After finishing my degree I entered the IIIA (Artificial Intelligence Research Institute) for a PhD in AI. Then I jumped to Ubilab a Industrial Research Lab in Switzerland and then I co-founded iSOCO where I was Chief Technology Officer for three years. That meant little time for coding and a lot of time devoted to management so I decided to go back to academia and accepted a position at Universitat de Barcelona where I finished my PhD in December 2003.
I am currently teaching Software Engineering, Scripting Languages, Databases and Network Programming
Feel free to contact me at cerquide ensaimada iiia.csic.es (replace "ensaimada" by @).
Lately I am getting addicted to google videos. There are extremely nice videos on the educational track. A nice example is the talk about Human computation by Luis van Ahn.
11 Dec 2005 (updated 11 Dec 2005 at 11:46 UTC) »
The idea is to ease the automation of the development of sites where you can come to a page from several other pages and the usual behaviour is that you go back to the page from where you came.
It is my first Rails dev.
4 Dec 2005 (updated 4 Dec 2005 at 10:37 UTC) »

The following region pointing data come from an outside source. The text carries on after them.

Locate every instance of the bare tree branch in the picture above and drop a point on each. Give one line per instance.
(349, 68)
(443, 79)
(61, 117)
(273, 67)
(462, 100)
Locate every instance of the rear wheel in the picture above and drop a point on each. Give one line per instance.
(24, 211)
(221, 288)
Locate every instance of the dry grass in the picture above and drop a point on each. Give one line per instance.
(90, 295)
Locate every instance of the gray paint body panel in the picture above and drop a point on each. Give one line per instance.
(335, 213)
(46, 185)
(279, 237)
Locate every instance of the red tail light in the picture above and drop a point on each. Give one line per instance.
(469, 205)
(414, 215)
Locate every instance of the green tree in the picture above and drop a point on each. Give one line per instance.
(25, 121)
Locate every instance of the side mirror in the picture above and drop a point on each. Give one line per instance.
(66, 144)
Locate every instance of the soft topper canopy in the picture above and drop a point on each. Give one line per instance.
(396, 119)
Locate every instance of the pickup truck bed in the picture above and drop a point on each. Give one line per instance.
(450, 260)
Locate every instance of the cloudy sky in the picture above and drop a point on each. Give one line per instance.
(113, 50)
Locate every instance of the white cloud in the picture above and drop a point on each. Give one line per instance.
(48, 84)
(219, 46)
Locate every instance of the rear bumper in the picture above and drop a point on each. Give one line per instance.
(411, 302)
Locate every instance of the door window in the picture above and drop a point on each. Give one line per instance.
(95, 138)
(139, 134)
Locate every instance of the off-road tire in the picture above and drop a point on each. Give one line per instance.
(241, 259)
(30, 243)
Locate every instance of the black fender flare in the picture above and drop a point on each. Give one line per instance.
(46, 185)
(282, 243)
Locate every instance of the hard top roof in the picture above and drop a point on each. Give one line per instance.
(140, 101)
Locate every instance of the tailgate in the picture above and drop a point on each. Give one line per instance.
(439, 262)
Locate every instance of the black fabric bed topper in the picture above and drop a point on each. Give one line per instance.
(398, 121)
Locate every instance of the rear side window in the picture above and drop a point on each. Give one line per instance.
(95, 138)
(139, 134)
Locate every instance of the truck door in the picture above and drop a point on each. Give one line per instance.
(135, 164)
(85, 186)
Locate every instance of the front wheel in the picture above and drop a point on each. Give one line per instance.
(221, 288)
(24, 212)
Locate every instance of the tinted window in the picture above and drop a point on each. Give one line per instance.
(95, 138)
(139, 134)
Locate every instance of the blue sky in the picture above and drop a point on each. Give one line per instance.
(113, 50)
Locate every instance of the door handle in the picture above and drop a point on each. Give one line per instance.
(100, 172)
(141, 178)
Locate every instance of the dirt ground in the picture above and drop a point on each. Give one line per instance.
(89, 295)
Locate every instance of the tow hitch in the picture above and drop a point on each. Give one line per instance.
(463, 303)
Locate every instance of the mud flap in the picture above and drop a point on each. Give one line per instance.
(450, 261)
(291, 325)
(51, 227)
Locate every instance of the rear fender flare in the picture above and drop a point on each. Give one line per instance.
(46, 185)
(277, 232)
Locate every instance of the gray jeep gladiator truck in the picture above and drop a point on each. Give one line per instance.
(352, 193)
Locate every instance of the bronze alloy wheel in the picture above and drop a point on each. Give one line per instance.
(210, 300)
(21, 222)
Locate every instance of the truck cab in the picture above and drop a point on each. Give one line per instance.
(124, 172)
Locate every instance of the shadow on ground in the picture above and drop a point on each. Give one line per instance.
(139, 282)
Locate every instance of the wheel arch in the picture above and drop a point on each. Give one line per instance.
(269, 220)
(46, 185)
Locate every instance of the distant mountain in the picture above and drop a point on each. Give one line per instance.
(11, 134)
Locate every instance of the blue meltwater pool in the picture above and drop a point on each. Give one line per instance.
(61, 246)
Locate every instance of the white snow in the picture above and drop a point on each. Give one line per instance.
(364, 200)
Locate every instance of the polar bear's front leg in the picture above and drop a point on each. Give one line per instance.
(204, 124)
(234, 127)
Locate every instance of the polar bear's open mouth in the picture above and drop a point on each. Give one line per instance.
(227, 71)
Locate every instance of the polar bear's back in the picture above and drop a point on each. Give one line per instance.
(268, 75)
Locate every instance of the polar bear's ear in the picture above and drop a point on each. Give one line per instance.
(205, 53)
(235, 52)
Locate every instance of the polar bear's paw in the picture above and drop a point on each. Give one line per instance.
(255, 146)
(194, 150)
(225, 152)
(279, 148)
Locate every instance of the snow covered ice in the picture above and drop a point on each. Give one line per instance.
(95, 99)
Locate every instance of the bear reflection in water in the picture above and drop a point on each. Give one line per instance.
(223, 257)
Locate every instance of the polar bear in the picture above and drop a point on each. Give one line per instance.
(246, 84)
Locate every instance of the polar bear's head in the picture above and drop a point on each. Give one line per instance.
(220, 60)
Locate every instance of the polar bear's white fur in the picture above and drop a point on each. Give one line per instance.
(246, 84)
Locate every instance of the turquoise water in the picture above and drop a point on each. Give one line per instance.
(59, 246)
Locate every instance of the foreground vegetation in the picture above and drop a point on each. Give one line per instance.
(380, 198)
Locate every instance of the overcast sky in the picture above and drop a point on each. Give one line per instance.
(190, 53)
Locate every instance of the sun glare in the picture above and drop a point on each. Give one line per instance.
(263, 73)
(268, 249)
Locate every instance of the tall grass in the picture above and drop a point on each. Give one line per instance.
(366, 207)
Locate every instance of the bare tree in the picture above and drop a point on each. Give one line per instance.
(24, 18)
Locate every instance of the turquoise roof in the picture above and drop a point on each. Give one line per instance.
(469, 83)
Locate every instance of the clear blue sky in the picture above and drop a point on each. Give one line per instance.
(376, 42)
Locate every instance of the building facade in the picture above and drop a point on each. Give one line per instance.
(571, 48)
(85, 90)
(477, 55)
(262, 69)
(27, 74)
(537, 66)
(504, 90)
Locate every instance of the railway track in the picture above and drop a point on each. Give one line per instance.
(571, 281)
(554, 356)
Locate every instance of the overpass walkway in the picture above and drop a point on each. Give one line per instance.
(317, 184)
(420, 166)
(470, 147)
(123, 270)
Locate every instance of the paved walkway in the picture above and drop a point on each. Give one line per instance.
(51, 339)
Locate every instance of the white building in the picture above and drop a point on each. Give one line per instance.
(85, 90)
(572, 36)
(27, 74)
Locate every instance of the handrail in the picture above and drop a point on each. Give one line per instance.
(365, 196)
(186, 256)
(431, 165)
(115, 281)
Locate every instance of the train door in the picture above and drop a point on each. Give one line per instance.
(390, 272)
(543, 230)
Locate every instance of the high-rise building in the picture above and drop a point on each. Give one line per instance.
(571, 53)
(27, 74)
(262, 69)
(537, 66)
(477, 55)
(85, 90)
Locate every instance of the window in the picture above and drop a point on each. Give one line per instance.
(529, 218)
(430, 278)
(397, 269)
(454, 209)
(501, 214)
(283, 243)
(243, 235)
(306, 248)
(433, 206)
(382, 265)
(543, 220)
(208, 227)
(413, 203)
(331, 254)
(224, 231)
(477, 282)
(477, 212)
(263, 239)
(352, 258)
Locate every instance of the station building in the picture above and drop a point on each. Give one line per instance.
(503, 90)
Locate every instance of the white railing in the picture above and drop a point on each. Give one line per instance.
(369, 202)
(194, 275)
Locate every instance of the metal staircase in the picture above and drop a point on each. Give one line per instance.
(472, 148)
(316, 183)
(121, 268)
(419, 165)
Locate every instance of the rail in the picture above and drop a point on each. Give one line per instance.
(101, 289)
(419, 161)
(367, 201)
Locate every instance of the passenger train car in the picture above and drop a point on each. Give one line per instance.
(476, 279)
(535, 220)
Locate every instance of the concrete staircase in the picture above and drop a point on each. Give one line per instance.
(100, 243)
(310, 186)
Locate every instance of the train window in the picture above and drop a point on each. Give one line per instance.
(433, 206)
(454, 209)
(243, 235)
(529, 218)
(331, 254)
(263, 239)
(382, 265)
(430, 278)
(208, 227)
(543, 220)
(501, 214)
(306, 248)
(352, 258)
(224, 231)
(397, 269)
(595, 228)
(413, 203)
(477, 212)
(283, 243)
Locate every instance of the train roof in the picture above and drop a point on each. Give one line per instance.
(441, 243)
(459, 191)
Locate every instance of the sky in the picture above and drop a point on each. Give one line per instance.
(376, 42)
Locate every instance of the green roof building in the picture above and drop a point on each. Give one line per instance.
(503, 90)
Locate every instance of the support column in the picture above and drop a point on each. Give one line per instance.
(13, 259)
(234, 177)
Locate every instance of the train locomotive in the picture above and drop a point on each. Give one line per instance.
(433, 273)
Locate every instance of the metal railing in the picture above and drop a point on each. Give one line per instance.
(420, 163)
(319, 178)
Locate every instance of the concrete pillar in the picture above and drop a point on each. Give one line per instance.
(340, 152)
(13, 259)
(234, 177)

Lately I have been playing with several things:
I have connected to trabber. It is worth a try. Thanks to Óscar for developing it and sending an e-mail.
For unconfesable reasons, the last three days I have been trying to make a program that connects to a website in such a way that the owner is unable to distinguish it from a human. Maybe it seems obvious, but unless you have a very good knowledge of Internet Explorer or Mozilla internals + a good javascript interpreter this is very hard to do by coding (even using Perl's WWW::Mechanize). However, it is reasonably easy to do by using Internet Explorer as a component. This can be easily done using Python+win32com. So, I have learnt a bit of python and successfully developed the script. Furthermore, there is a nice tool named PAMIE that eases things even more. Well, the last three days I have been playing a bit with all these things, I must admit.
We (Francesc Sebastià and I) have developed a small program that allows a Windows user with the spanish keyboard to write polytonical greek. It is a nice tool that we hope we will be able to offer for free and open source (by now the Electra group is financing the development).